Venice Biennale V – The Dogana


Before we went to Venice, I read a couple of reviews of the new museum Francois Pinault has made at the Dogana, the Custom's House, which is beyond the church of Santa Maria della Salute, at the point of the district of Dorsoduro. The reviews were very negative, unhappy with the size of the building compared to the works of art installed there, irritated at the roughness of the architecture compared to the works, generally uncomfortable with the building. I expected to be equally unhappy because two years ago, when Tom and went to see Pinault's display of his collection at the Palazzo Grassi, we had been significantly underwhelmed with the objects. They were colorful and often abstract, but just not engaging for us. I thought it was perhaps because I wasn't familiar with his collection, but in any event, I had no intent to return there.

We went to the Dogana with two art historian friends who study primarily Renaissance art. One of them is Venetian, the other American. The Venetian had no particular interest in the objects, but was both impressed and pleased with the restoration of the Dogana. I told her I didn't think I had ever seen the building and she assured me that it had been closed for many, many years. She enjoyed many of the details that had been preserved, as well as the scope of the building. Her husband agreed, but he also, as he often does, found inspiration and Renaissance or Christian iconographical sources in many of the paintings and installations, giving the exhibition an additional layer of interest for me.

But in any event, I found the installation, and many of the objects, fascinating, starting with the beaded curtain that closes the gallery off from the entrance. Red beads, by Felix Gonzalez Torres, titled "Blood," and calling to mind all the associations one makes with blood and its relationship to disease, life, and death. The Maurizio Cattelan horse hanging from a wall we had seen in Frankfurt a few years ago, but it still caught our attention. It's a strange and amusing image and I enjoy its absurdity; beyond that, I have no sense of meaning. Rachel Whiteread's One Hundred Spaces of 1995, characteristically materializing the spaces under various chairs, held the large space well and provided soft colors to it. There were also some large paintings that I've forgotten.
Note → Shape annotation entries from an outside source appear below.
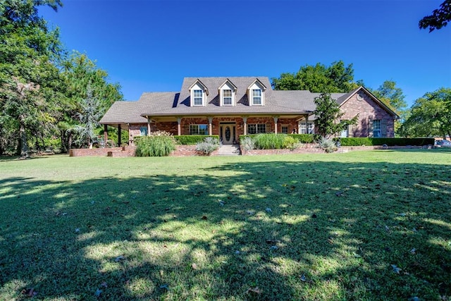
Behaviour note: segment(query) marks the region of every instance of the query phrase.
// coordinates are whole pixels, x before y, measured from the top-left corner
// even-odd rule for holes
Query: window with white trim
[[[252,89],[252,105],[261,104],[261,90]]]
[[[147,126],[142,126],[140,128],[140,135],[142,136],[147,136]]]
[[[373,137],[382,137],[382,123],[381,119],[375,119],[373,121]]]
[[[264,134],[266,133],[266,123],[249,123],[247,125],[247,133],[253,134]]]
[[[209,125],[206,124],[190,124],[190,135],[209,135]]]
[[[224,106],[231,106],[233,104],[231,90],[224,89],[223,90],[223,104]]]
[[[194,90],[192,92],[192,95],[194,98],[193,104],[194,106],[202,106],[203,104],[202,94],[203,94],[202,90]]]
[[[307,130],[305,123],[300,123],[299,128],[300,128],[299,134],[314,134],[314,125],[313,123],[309,123],[308,131]]]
An installation that really captured my interest was Peter Fischli/David Weiss's Sun, Moon and Stars, which originated as a book of 800 advertising images commissioned in conjunction with the annual report of Ringier AG, a Swiss publishing house. At the Dogana the images are laid out on rows of tables. While the layout can't exactly be called thematic, there were links from beautiful women to children to watches and so on and the display not only called one's attention to the absurdity of advertising but also to our desires for objects and appearances that become both enticing and offensive at the same time.
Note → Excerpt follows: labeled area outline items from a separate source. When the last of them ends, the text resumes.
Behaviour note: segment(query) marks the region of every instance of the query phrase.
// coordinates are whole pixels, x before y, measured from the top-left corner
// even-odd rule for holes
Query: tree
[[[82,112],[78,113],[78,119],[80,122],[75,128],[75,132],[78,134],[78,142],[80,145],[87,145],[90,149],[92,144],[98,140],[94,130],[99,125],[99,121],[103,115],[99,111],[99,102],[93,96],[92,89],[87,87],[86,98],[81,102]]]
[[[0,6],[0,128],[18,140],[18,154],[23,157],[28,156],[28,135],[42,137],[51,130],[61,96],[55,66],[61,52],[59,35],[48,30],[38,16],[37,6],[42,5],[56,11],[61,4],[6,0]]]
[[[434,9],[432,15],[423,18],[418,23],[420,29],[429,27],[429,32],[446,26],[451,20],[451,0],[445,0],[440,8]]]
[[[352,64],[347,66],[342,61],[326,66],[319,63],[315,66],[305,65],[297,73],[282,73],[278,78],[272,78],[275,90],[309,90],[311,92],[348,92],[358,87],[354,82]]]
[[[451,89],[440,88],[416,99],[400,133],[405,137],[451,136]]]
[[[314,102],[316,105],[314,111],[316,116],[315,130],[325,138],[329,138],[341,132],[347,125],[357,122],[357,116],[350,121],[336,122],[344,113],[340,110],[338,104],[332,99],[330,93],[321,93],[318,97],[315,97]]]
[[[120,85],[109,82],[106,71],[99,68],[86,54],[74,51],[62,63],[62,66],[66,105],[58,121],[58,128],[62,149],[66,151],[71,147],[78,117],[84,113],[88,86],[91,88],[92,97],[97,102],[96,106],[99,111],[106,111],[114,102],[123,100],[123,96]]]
Maurizio Cattelan also had nine beautifully carved Carrara marble sculptures of sheets covering bodies, presumably corpses. These beautiful and offputting objects recall both 19th century romantic realism and photo-realism of the 1980s, while they force one to think of death in all its contemporary manifestations – war, disease, exploitation.

One of my favorite installations was by an artist who has never interested me, Mike Kelley. His Kandors full set 2005-2009, translucent abstract castles in various colors, illuminated from below in a dark gallery, were fantasies that made me think of Disneyland but in a good way. You couldn't imagine living in them because they were too abstract, but they nonetheless suggested other worlds and possibilities. I can't find any adequate photos of them on the web and I wasn't allowed to photograph in the Dogana. Mr. Pinault charges admission to everyone, even art historians, Venetians, and museum staff, and doesn't permit photographs, an interesting approach to "sharing" his wonderful collection.
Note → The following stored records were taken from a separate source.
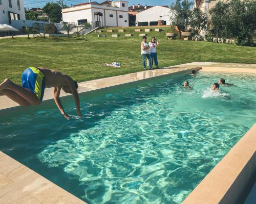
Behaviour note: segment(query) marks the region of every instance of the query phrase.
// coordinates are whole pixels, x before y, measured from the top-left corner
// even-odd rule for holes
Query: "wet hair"
[[[76,82],[75,81],[74,81],[74,84],[75,84],[75,87],[76,87],[76,89],[77,90],[77,89],[78,88],[78,85],[77,84],[77,82]]]
[[[152,42],[152,39],[153,39],[153,38],[155,39],[155,41],[154,41],[154,42],[155,43],[156,43],[156,42],[157,42],[157,39],[156,39],[156,38],[155,38],[154,36],[153,36],[153,37],[152,37],[151,38],[151,42]]]
[[[225,80],[224,79],[222,79],[222,78],[220,79],[220,81],[221,81],[221,84],[225,84]]]
[[[218,83],[214,83],[214,85],[215,85],[216,87],[217,87],[217,89],[219,89],[219,88],[220,88],[220,85]]]

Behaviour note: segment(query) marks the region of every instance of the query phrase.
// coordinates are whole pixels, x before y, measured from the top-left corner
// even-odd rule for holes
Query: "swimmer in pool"
[[[192,76],[194,76],[196,75],[196,70],[195,69],[193,69],[192,70],[192,73],[190,75]]]
[[[214,83],[212,84],[210,87],[211,90],[214,91],[219,91],[219,88],[220,88],[220,85],[218,83]]]
[[[185,81],[184,83],[184,85],[183,85],[183,87],[184,88],[186,88],[187,89],[192,89],[192,87],[191,87],[188,84],[189,83],[188,83],[188,82],[187,81]]]
[[[53,96],[56,105],[64,117],[69,120],[70,117],[65,113],[59,97],[62,88],[66,93],[73,94],[76,113],[82,117],[77,83],[68,75],[47,68],[31,67],[24,71],[22,81],[20,86],[8,79],[5,79],[0,84],[0,93],[22,106],[29,106],[31,104],[37,106],[42,100],[45,88],[54,87]]]
[[[219,84],[223,86],[234,86],[233,84],[228,84],[225,82],[225,80],[224,79],[220,79],[219,80]]]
Most of the photographs from the museum – aside from the spectacular views of the Punta see from above and the many photos of people taking pictures of Charles Ray's Boy with Frog outside the museum - seem

to focus on that first room with the Cattelan and the Whitereads, then perhaps on one or more of the amusingly sexual Takashi Murakami sculptures or the Robert Gober Male and Female Genital Wallpaper. Also there are several images of Jake and Dinos Chapman's dioramas titled Fucking Hell, which every single viewer has compared to Bosch. Hundreds, maybe thousands, of tiny figures torturing and being tortured in ghoulish landscapes. A tour de force, disturbing, ugly, and fascinating to a large number of viewers. Unlike the Chapman Collection in the Tate Britain, I found this impressive but also a bit sophomoric, they kind of thing guys say "Wow, did you see that? It looks like Bosch!" about.